January 27, 2014 | Quote

Ban’s Syrian Bungle Defriends Iran’s Mullahs

This week's near-fiasco about who should be invited to the Syrian peace talks in Montreux, Switzerland, that resulted from a private telephone conversation between the United Nations Secretary General Ban Ki-moon and Iran's Foreign Minister Mohamad Javad Zarif, has served a purpose.

The embarrassing on-again, off-again invitation helps to understand how to deal with the likely pitfalls that will emerge in future diplomacy with Tehran over its nuclear ambitions.

Ban nearly derailed the most important diplomatic initiative of his tenure as U.N. chief when he announced Sunday that Zarif had agreed to terms that would allow Iran to participate in the international conference on Syria designed to bring an end to the civil war there.
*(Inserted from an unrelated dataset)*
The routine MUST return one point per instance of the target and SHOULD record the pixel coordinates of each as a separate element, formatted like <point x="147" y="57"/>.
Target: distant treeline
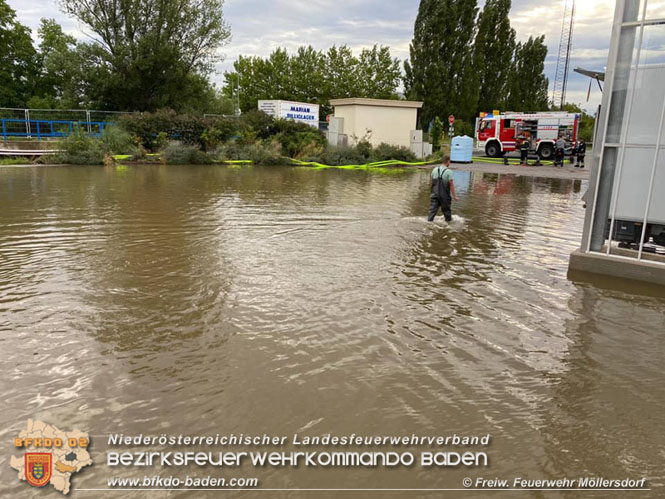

The U.N. chief announced that Tehran's representatives would be invited to the talks in Switzerland that opened Wednesday.

“The Iranians don't have an option in Syria that's not Assad,” explained Tony Badran of the Foundation for Defense of Democracies, who closely follows Lebanon and Syria. Dismissing past reports, which contended that Iran may help to find an alternative to Assad, perhaps among his fellow Alawites, Badran said, “There is no such thing. There is no alternative power.”

The lesson of this week's phone call between Ban and Zarif is that there is a difference between “oral assurances that are given, maybe, to you, and you, maybe, hear what you want to hear in them, versus what the Iranians actually do and what they actually believe in,” said Badran.

It is also that major national security decisions over Syria and nuclear enrichment are ultimately made by Khamenei and the Revolutionary Guards, who can very quickly and decisively overrule any assurances given by the likes of Zarif – and even, for that matter, Rouhani.